- Que no, Pichona, que tú no vas ahí un sábado por la tarde solo porque lo diga el pájaro ese, que le vayan dando
Un gran amigo, hoy un eximio escritor, me cuenta a veces sus batallitas en las discotecas de finales de los ochenta y primeros noventa. Para pagarse sus estudios ejercía de ocasional pinchadiscos (todavía no había aparecido lo de «diyei», el término petardo actual). En invierno animaba salas de fiestas del rural gallego, donde los jóvenes trabajadores vivían un breve paréntesis dominical de fantasía con bola de espejos antes de volver a la rueda gris del trabajo. En verano se trasladaba a discotecas punteras del Levante. Siempre me repite lo mismo: la noche discotequera fue para él una magnífica cátedra sobre los torbellinos internos de las personas. Allí aprendió a conocer el alma humana.
Cuando me habla de la diversa fauna noctívaga siempre se recrea en un espécimen en particular, que detesta: el chulo de discoteca, ávido de bronca, faltón, engreído y perdonavidas, untuoso con los fuertes y abusón con los débiles. Los hay al parecer de dos modalidades. Los arrebatados de «sujétame el cubata», que se lanzan en primera persona a la tangana, y otros más taimados y cobardones, que se parapetaban tras su cuadrilla y dejan que otros se fajen por ellos en la primera línea de la bronca.
No sé por qué les he contado todo esto, porque yo iba a hablar de otra cosa, de política. Begoña Gómez, la asesora que le hacía sus recados particulares en Moncloa, y el que era el jefe de esa funcionaria, hoy delegado del Gobierno en Madrid, han dado plantón al juez Peinado, que los había citado en la tarde del sábado para informarles de lo del jurado popular en caso de que los juzguen por malversación.
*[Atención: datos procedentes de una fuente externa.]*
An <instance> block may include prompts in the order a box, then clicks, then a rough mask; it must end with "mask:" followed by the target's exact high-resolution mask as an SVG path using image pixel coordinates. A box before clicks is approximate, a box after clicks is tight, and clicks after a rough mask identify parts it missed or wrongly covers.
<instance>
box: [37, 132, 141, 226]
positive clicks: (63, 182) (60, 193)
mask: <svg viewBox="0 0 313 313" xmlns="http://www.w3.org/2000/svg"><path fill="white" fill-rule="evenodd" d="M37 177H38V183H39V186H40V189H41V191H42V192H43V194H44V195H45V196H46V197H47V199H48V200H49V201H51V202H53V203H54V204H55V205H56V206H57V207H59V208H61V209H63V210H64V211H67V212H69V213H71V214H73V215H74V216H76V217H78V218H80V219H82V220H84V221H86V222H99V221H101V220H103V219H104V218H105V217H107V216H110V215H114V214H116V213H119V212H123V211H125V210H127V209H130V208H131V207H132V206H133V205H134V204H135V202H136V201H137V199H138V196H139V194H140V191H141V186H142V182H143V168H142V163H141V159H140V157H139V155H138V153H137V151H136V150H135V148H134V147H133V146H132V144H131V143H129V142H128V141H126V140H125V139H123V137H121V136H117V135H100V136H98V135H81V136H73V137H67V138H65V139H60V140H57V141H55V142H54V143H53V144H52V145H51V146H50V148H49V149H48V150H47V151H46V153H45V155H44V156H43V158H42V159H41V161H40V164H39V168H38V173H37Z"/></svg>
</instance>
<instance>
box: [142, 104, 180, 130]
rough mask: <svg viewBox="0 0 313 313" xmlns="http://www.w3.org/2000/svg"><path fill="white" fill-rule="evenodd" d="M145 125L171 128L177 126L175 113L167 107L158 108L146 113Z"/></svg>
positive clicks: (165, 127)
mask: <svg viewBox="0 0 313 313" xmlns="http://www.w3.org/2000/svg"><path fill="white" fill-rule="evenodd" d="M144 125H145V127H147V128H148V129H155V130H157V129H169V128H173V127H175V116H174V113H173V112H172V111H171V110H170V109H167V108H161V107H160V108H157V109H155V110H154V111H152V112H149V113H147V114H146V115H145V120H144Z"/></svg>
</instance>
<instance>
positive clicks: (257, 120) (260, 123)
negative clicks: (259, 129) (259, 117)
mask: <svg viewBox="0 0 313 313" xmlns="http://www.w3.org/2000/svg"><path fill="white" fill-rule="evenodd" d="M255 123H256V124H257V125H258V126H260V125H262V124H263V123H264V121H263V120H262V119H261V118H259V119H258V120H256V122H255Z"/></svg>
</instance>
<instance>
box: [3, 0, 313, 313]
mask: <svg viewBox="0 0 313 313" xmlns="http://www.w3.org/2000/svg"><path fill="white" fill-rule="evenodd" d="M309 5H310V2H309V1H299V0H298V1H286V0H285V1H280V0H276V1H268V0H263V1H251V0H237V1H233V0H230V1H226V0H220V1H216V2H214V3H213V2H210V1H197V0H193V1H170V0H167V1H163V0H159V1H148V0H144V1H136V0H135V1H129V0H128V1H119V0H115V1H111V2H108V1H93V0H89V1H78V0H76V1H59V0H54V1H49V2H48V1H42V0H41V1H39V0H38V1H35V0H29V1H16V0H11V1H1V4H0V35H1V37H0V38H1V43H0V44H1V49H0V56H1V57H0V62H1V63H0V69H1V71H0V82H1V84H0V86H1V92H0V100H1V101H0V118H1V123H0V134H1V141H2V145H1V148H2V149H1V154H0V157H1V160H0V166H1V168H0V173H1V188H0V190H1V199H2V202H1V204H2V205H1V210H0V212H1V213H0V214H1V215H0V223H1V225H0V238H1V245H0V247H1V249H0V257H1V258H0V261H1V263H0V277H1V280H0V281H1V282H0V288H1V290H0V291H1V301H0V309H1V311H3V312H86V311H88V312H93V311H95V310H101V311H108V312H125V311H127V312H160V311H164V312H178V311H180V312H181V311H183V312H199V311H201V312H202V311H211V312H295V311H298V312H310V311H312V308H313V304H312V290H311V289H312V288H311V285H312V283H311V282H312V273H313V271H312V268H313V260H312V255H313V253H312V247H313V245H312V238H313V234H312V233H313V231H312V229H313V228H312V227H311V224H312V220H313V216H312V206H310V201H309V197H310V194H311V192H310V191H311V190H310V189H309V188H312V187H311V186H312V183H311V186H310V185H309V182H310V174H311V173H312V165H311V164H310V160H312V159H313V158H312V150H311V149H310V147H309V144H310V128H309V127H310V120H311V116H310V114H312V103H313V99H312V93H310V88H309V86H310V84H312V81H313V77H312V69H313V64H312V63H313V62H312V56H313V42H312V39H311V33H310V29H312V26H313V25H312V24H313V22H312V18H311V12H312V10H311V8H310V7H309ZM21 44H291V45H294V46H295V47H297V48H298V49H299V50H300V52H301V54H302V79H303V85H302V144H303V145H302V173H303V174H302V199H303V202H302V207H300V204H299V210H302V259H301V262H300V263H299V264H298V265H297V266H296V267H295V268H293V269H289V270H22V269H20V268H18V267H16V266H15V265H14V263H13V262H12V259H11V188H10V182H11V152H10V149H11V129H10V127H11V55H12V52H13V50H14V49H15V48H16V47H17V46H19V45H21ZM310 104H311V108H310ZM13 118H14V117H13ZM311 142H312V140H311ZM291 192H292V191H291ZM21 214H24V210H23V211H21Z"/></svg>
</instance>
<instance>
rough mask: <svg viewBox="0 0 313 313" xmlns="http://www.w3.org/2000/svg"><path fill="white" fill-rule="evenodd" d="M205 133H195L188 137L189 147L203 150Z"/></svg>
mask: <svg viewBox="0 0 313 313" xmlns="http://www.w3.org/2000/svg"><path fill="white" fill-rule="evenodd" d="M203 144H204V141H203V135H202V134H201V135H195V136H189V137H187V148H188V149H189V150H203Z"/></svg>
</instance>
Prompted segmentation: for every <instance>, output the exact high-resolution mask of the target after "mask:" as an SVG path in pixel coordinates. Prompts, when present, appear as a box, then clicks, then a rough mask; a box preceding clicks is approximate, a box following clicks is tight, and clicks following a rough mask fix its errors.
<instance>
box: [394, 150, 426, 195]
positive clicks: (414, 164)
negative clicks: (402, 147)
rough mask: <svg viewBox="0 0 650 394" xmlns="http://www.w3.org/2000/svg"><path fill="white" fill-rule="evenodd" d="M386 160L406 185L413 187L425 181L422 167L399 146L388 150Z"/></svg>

Los especialistas todavía debaten si tenían que ir obligatoriamente al juzgado o no. Aunque lo cierto es que el auto del juez dice de manera literal que debían acudir «personalmente» y todo el mundo lo daba por descontado. A ello contribuyó el propio Gobierno, que determinó las medidas de seguridad que se observarían con la señora Gómez y desplegó un notable dispositivo de protección policial. Sin embargo, en la propia tarde del sábado, la Moncloa filtró que finalmente no iría ninguno de los tres. La noticia se conoció en primera lugar –¡cómo no!– través de una nota en el inefable El Pravda.
Begoña Gómez es una particular, como usted o como yo, ¿por qué tiene que comunicar el Gobierno si acude o no a cumplir un trámite en un juzgado y por qué se lo ha fumado con este gesto de chulería?
La respuesta a la segunda pregunta es fácil de intuir. Debió ser algo más o menos así: «Que no, Pichona, que no vas a ir ahí un sábado porque lo diga el pájaro ese. Solo faltaría», frase pronunciada con careto desencajado, mirada de fuego y deje colérico. A lo mejor Don Pedro y la seudo primera dama y quíntuple imputada querían aprovechar la tarde del sábado para volver a ver la peli del Cervantes gay, o seguir la marcha de la flotilla de Colau, y el auto de Peinado les partía el plan.
Si a cualquiera de nosotros un juez nos ordena acudir al juzgado «personalmente», por supuesto nos cuadramos y obedecemos. Pero esta gente, los Sánchez, creen que levitan por encima del resto de los españoles y consideran que la ley no rige con ellos. Les parece que sus enchufes, abusos y chulerías deben ser tolerados e ignorados debido a que Don Pedro es la cabeza de una suerte de satrapía «progresista», donde la dinastía de los Sánchez-Gómez debe tener barra libre para pisotear las convenciones y reglas que nos obligan a todos.
«Pa chulo, el menda», que decían los castizos de zarzuela y siguen diciendo los chuletas resilientes. Soy un convencido de que el grave problema político que sufre España tiene también un notable componente psicológico. «Esa cabecilla no furrula muy bien», como dice mi veterana madre, y empieza a estar un poco fuera de control.